We talked through how candidates can focus their search, approach employers, deliver a positive impression in that first meeting, handle interview questions (and prepare some smart ones of their own) and, having finally found themselves a permanent role, thrive in it.
One of the attendees, Gafar, has neatly summed up some of the chat in this post.
It was both an inspiring and yet (slightly) deflating evening. Inspiring because the room was full of bright, motivated, passionate, driven and knowledgeable young professionals. Direct, challenging, and articulate: it was a genuine pleasure to meet and talk to them.
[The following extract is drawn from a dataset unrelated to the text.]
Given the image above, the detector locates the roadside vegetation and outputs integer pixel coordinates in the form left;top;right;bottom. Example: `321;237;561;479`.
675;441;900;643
You could take that group as a sample and be confident that the next generation entering the profession will drive it forward, and that it will benefit from being an industry made up of an increasingly diverse community of professionals. Which would only be a positive thing.
But that’s where my deflation came in. Finding a permanent job in communications is so bloody difficult these days, even for those with some useful work experience or internships under their belts. It worries me that agencies (in particular) are becoming ever ‘heavy’ at more senior levels at the cost of being able to bring fresh talent, skills and perspective into the industry. I’ve worked with plenty of associate directors (and those more senior) who I’d happily replace with three or four of this week’s audience…and I’m sure many would say the same of me!
It might be supply and demand. There could be as many entry-level positions as there have ever been, just many more graduates pursuing a career which seems to be increasingly popular.
But that also drives one of the other blights on our industry: unpaid internships. These need to stop, though of course they won’t given they provide the financial foundation for some of our industry’s most profitable agencies, and there’ll always be a willing number of graduates who can afford to fill those roles.
And therein lies one of the central issues in increasing the diversity of the industry. It’s a generalisation, of course, but probably accurate to say that many of those filling unpaid internships are doing so while being supported by their families, and that fact inevitably reduces the diversity of the pool of people available. Which isn’t a good thing.
All that said, I had a great time and I’m delighted with some of the new connections I’ve made. I also want to give a plug to the Taylor Bennett Foundation, which does excellent work in helping to bring those from diverse ethnic backgrounds into our industry. It was a pleasure to meet a number of the guys currently involved in the Foundation’s programme at the event.